- IATA: none; ICAO: KBAX; FAA LID: BAX;

Summary
- Airport type: Public
- Owner: Huron County Road Commission
- Serves: Bad Axe, Michigan
- Elevation AMSL: 763 ft (233 m)
- Coordinates: 43°46′49″N 082°59′08″W﻿ / ﻿43.78028°N 82.98556°W

Map
- BAX Location of airport in MichiganBAXBAX (the United States)

Runways
| Direction | Length |  | Surface |
| ft | m |
| 4/22 | 3,495 | 1,065 | Asphalt |
| 17/35 | 5,009 | 1,527 | Asphalt |

Statistics (2021)
- Aircraft operations: 8,400
- Based aircraft: 22
- Source: Federal Aviation Administration

= Huron County Memorial Airport =

Airport in Michigan, US

Huron County Memorial Airport is a county-owned, public-use airport located one nautical mile (1.85 km) south of the central business district of Bad Axe, a city in Huron County, Michigan, United States. It is included in the Federal Aviation Administration (FAA) National Plan of Integrated Airport Systems for 2017–2021, in which it is categorized as a local general aviation facility.

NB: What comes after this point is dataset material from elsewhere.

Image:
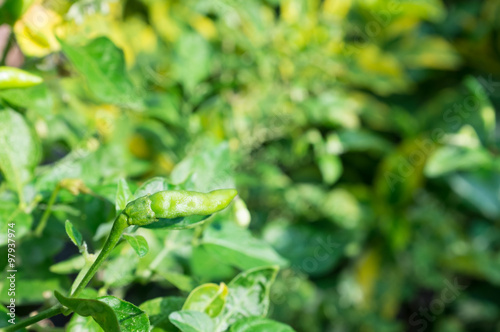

Although many U.S. airports use the same three-letter location identifier for the FAA and IATA, this airport is assigned BAX by the FAA and no designation from the IATA (which assigned BAX to Barnaul Airport in Barnaul, Altai Krai, Russia).

The airport is occasionally used during military training exercises or as a stopover point for restored aircraft transiting to airshows. The airport hosts regular open houses allowing residents to tour airport facilities, experience various aircraft, and more.

After the COVID-19 pandemic began, the airport saw a number of upgrades, including a runway upgrade that completed in mid 2021.

== Facilities and aircraft ==
Huron County Memorial Airport covers an area of 386 acre at an elevation of 763 feet (233 m) above mean sea level. It has two asphalt paved runways: 17/35 is 5,009 by 75 feet (1,527 x 23 m) and 4/22 is 3,495 by 75 feet (1,065 x 23 m).

The airport has an FBO offering fuel and other services.

For the 12-month period ending December 31, 2021, the airport had 8,400 general aviation aircraft operations, an average of 23 per day. At that time there were 22 aircraft based at this airport: 21 single-engine airplanes and 1 jet.

==Accidents and incidents==
- On October 5, 1998, a Piper PA-28 Cherokee was destroyed when it impacted power lines northeast of the Huron County Memorial Airport while approaching the airport. Witnesses reported the aircraft made a normal traffic pattern entry and flew an expected course, but the aircraft remained roughly 75–100 feet above the ground. After impacting the power lines, the aircraft impacted the ground and cartwheeled before coming to a stop. The probable cause of the crash was found to be the pilot's failure to maintain adequate altitude/clearance from the wires.
- On August 14, 2000, an Ayres A2R-600 was destroyed after impacting terrain while maneuvering near the airport. The aircraft was applying aerial application when the left wing dropped, nose dropped, and the aircraft spun to the left. No change in apparent engine operation was reported by witnesses. The probable cause of the accident was an inadvertent stall/spin, with low altitude contributing.
- On July 23, 2018, an Aeros Venture experimental aircraft crashed after departing from Huron County. Witnesses reported that the plane entered a spiraling, descending turn while maneuvering towards a road. Though the plane's wings leveled momentarily, the plane became inverted and impacted trees near the road. The sole pilot onboard was killed.